A €10 million seed round is modest by fintech standards. What makes it notable is the regulatory vacuum Warren is stepping into. In the UK, where comparable players like Penfold and Smart Pension operate, workplace pension participation is mandatory under auto-enrolment law — Penfold raised €4.6 million in May 2025 and grew its employer base from 1,200 to over 4,000 companies inside roughly eighteen months, while Smart Pension secured a €69.4 million credit facility to scale within that same compulsory framework.

Belgium has no equivalent mandate yet. The Arizona coalition’s 3% employer-contribution pledge is a policy direction, not enacted law, and its 2035 horizon leaves nearly a decade of voluntary adoption ahead. Warren is effectively betting that it can build category leadership before the rules force employers to act — a higher-risk, higher-reward sequencing than its UK peers ever had to attempt. If the mandate eventually arrives, first-mover platforms stand to inherit the compliance wave; if it stalls, growth depends entirely on employers choosing better pensions voluntarily, which is a slower and less certain path.

The downstream effects of this round extend beyond one company’s balance sheet. Three groups have a direct stake in what Warren does with its new capital.
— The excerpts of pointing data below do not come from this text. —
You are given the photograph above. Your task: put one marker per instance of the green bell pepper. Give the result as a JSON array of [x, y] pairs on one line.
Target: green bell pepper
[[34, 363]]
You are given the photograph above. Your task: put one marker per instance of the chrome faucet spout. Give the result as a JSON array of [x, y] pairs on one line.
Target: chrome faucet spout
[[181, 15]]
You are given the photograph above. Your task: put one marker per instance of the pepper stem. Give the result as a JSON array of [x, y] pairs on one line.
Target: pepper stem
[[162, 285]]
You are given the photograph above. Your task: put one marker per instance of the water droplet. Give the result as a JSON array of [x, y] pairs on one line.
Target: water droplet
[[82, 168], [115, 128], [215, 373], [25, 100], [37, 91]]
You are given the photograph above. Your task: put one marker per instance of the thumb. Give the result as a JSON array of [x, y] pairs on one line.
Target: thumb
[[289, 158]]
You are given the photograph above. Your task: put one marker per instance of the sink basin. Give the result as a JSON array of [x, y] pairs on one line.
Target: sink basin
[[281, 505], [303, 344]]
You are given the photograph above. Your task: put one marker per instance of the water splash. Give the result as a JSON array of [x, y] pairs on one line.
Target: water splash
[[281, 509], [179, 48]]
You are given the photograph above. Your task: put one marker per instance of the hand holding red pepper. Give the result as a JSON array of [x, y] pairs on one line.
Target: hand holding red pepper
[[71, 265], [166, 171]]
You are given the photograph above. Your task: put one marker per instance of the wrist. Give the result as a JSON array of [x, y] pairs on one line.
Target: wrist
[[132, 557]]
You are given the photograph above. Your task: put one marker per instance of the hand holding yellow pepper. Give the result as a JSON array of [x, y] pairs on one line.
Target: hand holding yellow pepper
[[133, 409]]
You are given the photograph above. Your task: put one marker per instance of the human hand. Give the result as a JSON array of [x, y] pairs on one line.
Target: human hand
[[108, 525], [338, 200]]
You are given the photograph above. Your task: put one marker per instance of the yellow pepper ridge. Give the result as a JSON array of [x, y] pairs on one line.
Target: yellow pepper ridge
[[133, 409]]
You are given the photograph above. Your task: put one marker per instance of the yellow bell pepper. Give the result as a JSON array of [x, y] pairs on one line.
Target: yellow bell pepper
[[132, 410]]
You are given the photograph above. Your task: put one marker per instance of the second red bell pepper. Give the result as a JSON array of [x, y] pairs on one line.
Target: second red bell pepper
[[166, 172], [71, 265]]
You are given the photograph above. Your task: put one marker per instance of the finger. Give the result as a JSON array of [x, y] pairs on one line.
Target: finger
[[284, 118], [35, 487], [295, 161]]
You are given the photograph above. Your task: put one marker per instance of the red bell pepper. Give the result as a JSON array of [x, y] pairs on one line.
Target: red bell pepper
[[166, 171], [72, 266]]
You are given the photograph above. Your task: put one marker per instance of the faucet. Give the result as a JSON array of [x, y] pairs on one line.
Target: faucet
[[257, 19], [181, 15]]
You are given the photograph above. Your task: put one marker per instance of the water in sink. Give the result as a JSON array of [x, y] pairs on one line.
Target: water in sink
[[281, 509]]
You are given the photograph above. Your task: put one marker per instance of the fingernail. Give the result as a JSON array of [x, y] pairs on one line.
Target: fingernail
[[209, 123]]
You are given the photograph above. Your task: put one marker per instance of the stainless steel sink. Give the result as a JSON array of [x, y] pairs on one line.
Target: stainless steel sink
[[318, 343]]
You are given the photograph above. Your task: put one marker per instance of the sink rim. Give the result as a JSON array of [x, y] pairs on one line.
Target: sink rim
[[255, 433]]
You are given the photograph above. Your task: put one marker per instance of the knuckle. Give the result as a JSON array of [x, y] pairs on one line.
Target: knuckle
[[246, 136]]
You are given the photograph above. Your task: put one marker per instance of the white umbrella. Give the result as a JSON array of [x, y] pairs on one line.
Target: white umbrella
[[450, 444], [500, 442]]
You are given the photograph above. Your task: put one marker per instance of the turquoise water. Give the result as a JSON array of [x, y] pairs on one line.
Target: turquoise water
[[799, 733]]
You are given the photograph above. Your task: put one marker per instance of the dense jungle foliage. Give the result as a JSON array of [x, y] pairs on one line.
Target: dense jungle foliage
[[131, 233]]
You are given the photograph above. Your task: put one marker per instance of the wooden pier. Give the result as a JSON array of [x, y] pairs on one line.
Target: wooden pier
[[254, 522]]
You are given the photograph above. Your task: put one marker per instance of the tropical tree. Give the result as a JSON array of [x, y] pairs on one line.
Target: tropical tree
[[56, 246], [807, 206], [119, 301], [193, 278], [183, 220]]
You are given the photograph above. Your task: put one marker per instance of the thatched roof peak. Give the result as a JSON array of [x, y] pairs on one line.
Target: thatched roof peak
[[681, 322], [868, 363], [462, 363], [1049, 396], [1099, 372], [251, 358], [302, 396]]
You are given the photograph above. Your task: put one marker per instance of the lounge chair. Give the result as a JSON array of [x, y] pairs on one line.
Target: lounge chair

For employers, particularly SMEs that have historically defaulted to whichever insurer their broker recommended, Warren’s flat-fee model creates a price comparison point that didn’t really exist before. Belgium’s tax treatment of second-pillar contributions — contributions taxed at 4.4%, with employer contributions subject to 8.86% social security and an extra 3% levy above roughly €37,872 a year — already shapes how generous employers can afford to be. A platform that strips out asset-based fees changes the net return calculation without touching that tax framework at all.

For employees, the gender dimension is hard to ignore. Belgium’s gender pension gap stood at 31% in 2024, well above the OECD average of 23%, driven partly by lower participation in occupational schemes among women in part-time or interrupted careers. Whether Warren’s coaching layer meaningfully narrows that gap, or simply digitizes the existing disparity, is a question the company hasn’t yet had to answer at scale.

For the broader fintech market, Warren’s raise lands alongside a wave of pension-adjacent funding across Europe — evidence that investors increasingly see retirement infrastructure, not just retirement advice, as the more durable wedge. Expect more entrants to test Belgium’s pre-mandate window over the next 18 months.

Not everyone is convinced that a fintech wrapper solves a structural problem. Critics of the “fee disruption” narrative point out that Branch 21 products exist precisely because they guarantee capital — a feature some risk-averse savers, particularly those nearing retirement, value more than upside potential. Stripping out guarantees in favor of ETF exposure shifts market risk onto the employee, and a downturn in the years immediately before retirement could leave a worker worse off than under a low-yield but capital-protected scheme.

There’s also the adoption question. Belgium’s pension brokers and incumbent insurers have decades of employer relationships, and switching providers involves real administrative friction — works council consultations, collective labor agreements, and union sign-off in many sectors. A flat-fee pitch is compelling on a spreadsheet; it still has to survive a slower, more political procurement process than consumer fintech is used to.

That tension — between the speed startups want and the consensus-building Belgian labor relations require — may end up shaping Warren’s growth curve more than its product does.

Warren’s €10 million says less about the appetite for pension fintech than it does about how exposed Belgium’s second pillar has become. The numbers — a median reserve under €10,000, an 85% reliance on a state system already absorbing a growing share of GDP — aren’t new, and they haven’t moved much despite years of warnings from pension bodies like PensioPlus. What’s changed is that a venture-backed company is now betting real capital on the idea that fixing the product, not just waiting for the mandate, is where the leverage actually sits.

Whether that bet pays off will be decided less in a pitch deck than in thousands of quiet HR meetings across Belgium over the next few years.